GeoDa also has many tools to assess bivariate relationships between two separate variables. Here we are going to evaluate the effect of the number of local bars on crime, and compare it to the effect of neighboring bars on crime. So first, in the Menu Bar click the scatterplot icon (circled in red below). Then select TotalCrime for the Dependent Y variable, and TypeC_D for the independent variable and hit ok.
This will produce a new window with a scatterplot and some linear regression information. Go ahead and do the same for the the LAG_BARS variable we just created. Below is a screenshot of both those scatterplots side by side.
Now to interpret these equations. For the TypeC_D effect (the local number of bars) we have a slope coefficient of 2.8. This means that adding one bar to a street unit increases the number of Part 1 crimes on average by 2.8 per year.
For the LAG_BARS, we have a slope coefficient of just under 4 (3.97 to be exact). Although the coefficient is larger than the local effect, remember that the LAG_BARS value is the average per the 5 neighbors. So increasing 1 in lag bars is the equivalent of having 5 bars in the neighboring areas. The effect of only 1 bar in the neighboring areas is 0.2*5 = 1
.
So we can have two different perspectives. Say you are a home-owner concerned about zoning for new bars. These equations would suggest that if a bar comes onto your street, you would expect Part 1 crimes to increase by almost 3 per year. If the bar was on a neighboring street, crime on your street would increase by 1 part 1 crime per year.

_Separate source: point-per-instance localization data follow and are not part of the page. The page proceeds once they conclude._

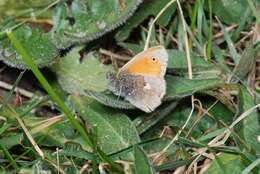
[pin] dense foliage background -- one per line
(58, 116)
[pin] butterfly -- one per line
(141, 80)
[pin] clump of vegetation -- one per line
(58, 116)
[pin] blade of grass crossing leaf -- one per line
(194, 15)
(221, 165)
(200, 21)
(142, 164)
(28, 60)
(210, 34)
(193, 18)
(9, 157)
(7, 98)
(230, 43)
(249, 168)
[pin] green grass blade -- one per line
(28, 60)
(249, 168)
(9, 157)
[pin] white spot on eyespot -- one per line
(147, 86)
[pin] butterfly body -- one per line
(141, 80)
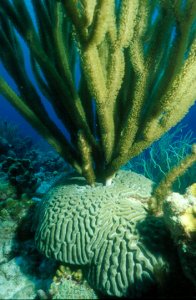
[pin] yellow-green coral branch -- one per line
(35, 121)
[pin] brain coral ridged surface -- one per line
(106, 228)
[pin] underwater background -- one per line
(29, 167)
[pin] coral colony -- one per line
(119, 75)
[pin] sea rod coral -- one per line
(136, 80)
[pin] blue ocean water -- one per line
(49, 167)
(10, 114)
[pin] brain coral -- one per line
(106, 228)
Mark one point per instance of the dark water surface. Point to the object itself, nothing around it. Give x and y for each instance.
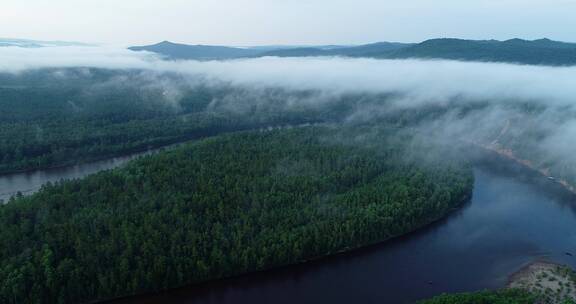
(513, 218)
(30, 182)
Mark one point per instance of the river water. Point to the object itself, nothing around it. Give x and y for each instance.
(513, 218)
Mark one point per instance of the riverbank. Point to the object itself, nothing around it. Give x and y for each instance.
(550, 282)
(509, 155)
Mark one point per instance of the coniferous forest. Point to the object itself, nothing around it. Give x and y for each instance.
(223, 206)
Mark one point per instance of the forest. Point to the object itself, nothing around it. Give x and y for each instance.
(505, 296)
(223, 206)
(68, 116)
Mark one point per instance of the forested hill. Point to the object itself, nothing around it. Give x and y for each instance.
(535, 52)
(58, 117)
(199, 52)
(219, 207)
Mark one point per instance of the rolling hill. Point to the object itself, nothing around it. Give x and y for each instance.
(534, 52)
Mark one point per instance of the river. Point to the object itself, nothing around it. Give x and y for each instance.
(513, 218)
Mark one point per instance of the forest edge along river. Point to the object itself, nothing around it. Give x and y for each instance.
(515, 217)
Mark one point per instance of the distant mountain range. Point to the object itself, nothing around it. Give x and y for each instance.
(534, 52)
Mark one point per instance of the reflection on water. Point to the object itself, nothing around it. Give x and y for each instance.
(30, 182)
(512, 219)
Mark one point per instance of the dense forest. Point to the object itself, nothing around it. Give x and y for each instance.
(67, 116)
(223, 206)
(505, 296)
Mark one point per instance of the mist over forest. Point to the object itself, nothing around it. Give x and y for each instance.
(256, 162)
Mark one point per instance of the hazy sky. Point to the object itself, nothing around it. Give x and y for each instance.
(253, 22)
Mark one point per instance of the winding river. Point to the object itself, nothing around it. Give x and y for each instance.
(514, 218)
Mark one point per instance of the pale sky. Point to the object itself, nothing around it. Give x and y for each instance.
(300, 22)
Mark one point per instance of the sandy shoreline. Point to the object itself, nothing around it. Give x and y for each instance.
(551, 282)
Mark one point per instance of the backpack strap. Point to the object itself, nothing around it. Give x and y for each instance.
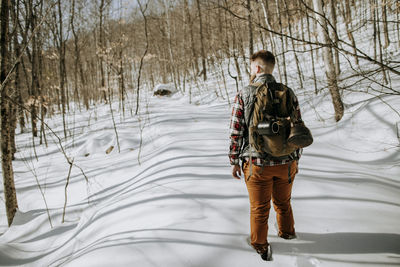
(259, 85)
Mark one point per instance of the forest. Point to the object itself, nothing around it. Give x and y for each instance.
(60, 58)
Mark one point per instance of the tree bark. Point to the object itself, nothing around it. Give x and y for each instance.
(328, 60)
(203, 54)
(6, 153)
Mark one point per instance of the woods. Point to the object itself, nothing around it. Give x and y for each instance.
(60, 56)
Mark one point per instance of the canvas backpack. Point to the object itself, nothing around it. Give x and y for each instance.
(271, 120)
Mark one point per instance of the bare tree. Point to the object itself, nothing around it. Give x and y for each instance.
(6, 150)
(328, 60)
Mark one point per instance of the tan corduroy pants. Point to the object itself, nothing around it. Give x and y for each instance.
(266, 183)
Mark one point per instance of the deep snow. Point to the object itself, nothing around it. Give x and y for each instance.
(181, 207)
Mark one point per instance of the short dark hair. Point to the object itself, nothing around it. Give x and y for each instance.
(265, 56)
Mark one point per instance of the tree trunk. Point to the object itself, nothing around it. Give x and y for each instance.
(249, 18)
(6, 153)
(334, 23)
(328, 60)
(203, 54)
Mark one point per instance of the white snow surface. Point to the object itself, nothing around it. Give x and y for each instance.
(181, 207)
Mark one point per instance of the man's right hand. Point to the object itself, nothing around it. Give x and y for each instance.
(235, 171)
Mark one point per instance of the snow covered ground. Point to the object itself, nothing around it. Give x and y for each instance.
(181, 207)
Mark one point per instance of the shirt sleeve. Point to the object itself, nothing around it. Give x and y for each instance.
(236, 130)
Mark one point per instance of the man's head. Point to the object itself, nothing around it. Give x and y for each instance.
(262, 62)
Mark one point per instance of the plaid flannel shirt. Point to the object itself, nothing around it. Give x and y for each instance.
(238, 127)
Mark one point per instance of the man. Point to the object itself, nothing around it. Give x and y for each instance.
(270, 177)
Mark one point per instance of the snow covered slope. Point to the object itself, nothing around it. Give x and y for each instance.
(181, 207)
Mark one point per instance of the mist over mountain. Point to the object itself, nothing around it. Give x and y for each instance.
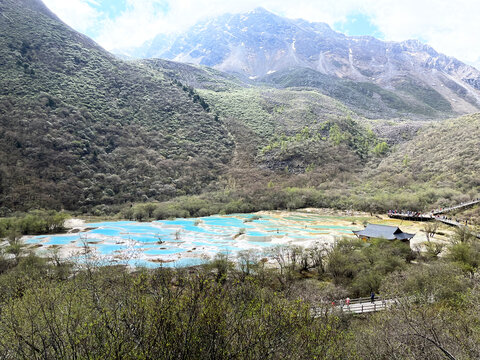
(260, 44)
(78, 127)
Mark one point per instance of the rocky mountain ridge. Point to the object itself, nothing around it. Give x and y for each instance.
(259, 43)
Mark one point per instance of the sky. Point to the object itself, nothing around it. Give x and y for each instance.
(451, 27)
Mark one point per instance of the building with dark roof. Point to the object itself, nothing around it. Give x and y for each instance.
(383, 232)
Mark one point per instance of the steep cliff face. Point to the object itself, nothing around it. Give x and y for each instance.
(260, 43)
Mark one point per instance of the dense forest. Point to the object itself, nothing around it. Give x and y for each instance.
(84, 131)
(242, 308)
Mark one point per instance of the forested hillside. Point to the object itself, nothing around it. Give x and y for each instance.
(79, 127)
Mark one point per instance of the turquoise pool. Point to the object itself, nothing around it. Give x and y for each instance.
(187, 242)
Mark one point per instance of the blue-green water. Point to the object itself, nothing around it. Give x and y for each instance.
(187, 242)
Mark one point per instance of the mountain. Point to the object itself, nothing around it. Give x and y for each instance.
(79, 128)
(263, 46)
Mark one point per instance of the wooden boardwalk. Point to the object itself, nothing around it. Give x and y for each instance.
(357, 306)
(416, 216)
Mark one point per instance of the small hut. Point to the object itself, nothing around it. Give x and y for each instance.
(373, 231)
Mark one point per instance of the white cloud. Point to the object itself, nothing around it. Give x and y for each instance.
(449, 26)
(79, 14)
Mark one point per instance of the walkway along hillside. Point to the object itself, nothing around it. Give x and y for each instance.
(434, 215)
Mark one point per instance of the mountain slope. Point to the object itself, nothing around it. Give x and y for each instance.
(258, 44)
(443, 157)
(79, 127)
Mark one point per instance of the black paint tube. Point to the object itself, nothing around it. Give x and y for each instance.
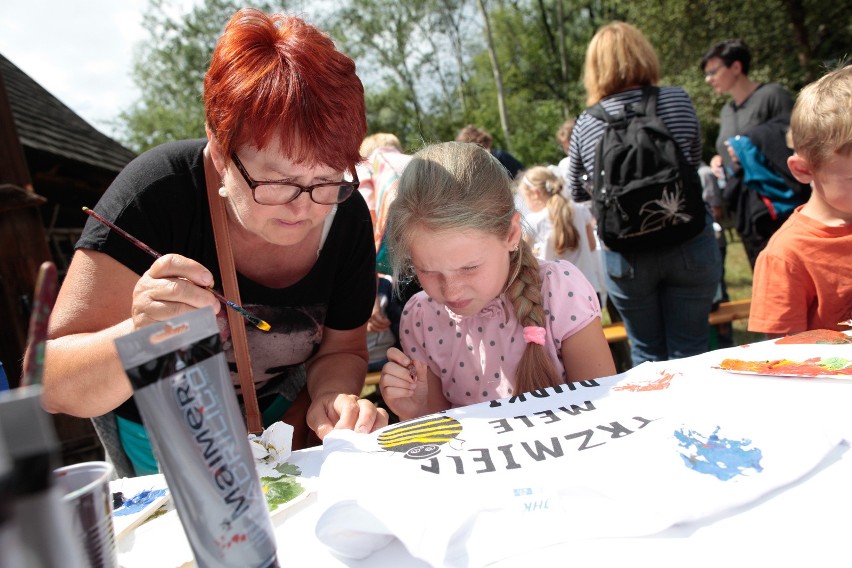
(184, 393)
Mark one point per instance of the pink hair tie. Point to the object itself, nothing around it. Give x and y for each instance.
(534, 334)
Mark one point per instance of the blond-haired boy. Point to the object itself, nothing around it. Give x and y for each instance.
(803, 279)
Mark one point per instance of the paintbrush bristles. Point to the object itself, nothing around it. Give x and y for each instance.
(253, 319)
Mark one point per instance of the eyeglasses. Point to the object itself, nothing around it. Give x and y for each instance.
(279, 192)
(712, 72)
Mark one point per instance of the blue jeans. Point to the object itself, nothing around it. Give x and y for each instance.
(665, 296)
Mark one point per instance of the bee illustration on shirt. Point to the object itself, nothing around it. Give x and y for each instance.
(421, 438)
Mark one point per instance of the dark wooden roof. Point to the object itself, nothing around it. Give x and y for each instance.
(45, 124)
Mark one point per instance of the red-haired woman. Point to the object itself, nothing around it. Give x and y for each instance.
(285, 118)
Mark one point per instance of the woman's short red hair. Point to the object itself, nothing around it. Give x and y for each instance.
(278, 75)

There is an opposite perspective though, in that if you add a bar how much does the total amount of crime increase. We know that it increases by around 3 on the local street, but one bar will diffuse crime increases to multiple neighboring streets. While the k-nearest neighbor is not necessarily symmetric, for example consider a spatial set of locations ABC D
. The two nearest neighbors of D
are C
and B
, but the two nearest neighbors for C
are A
and B
. So the neighbors are not necessarily symmetric if the areal units are not a regular grid. But a point will on average have around 5 neighbors, so the local effect of one bar will be 2.8, and the cumulative neighbor effects will be 5*0.2 = 1
. So from these bivariate models we might guess that bars increase crime by a total of around 4 part 1 crimes. These marginal effect estimates work similar to spatial weights matrices that have an irregular number of neighbors as well - just use the average to get a quick and dirty estimate.
This is a simplistic assumption, because we have estimated these effects separately, and the count outcome of crime is not quite appropriate to use linear models. Next week we will talk about fitting spatial regression models, but interpreting spatial lags like here will still come into play.
Note if you want to export these images, you can right click on the image and select save as in the bottom dialog box. (Ditto for maps.) Also with these scatterplots you can edit whether the regression coefficients are shown below the scatterplot. By default it shows the global regression, as well as the regression if you select a subset of spatial locations.
For your homework, use the same DC data. First create a new spatial lag variable based on CFS2. These are 311 calls for service related to detritus complaints at street units (e.g. garbage on the street). Create scatterplots of the local variable (CFS2) and the spatial lag (CFS2_Lag), and export those two scatterplots to PNG files. Create a word document and import those two scatterplots into the word document. Then in the word document write a few sentences interpreting the two slope coefficients.
For 5 points extra credit, create two maps, one of the Total Crimes and one of the Calls for Service. Export both to PNG files and include them in your homework document. Write a few sentences describing the spatial patterns you see for the two variables.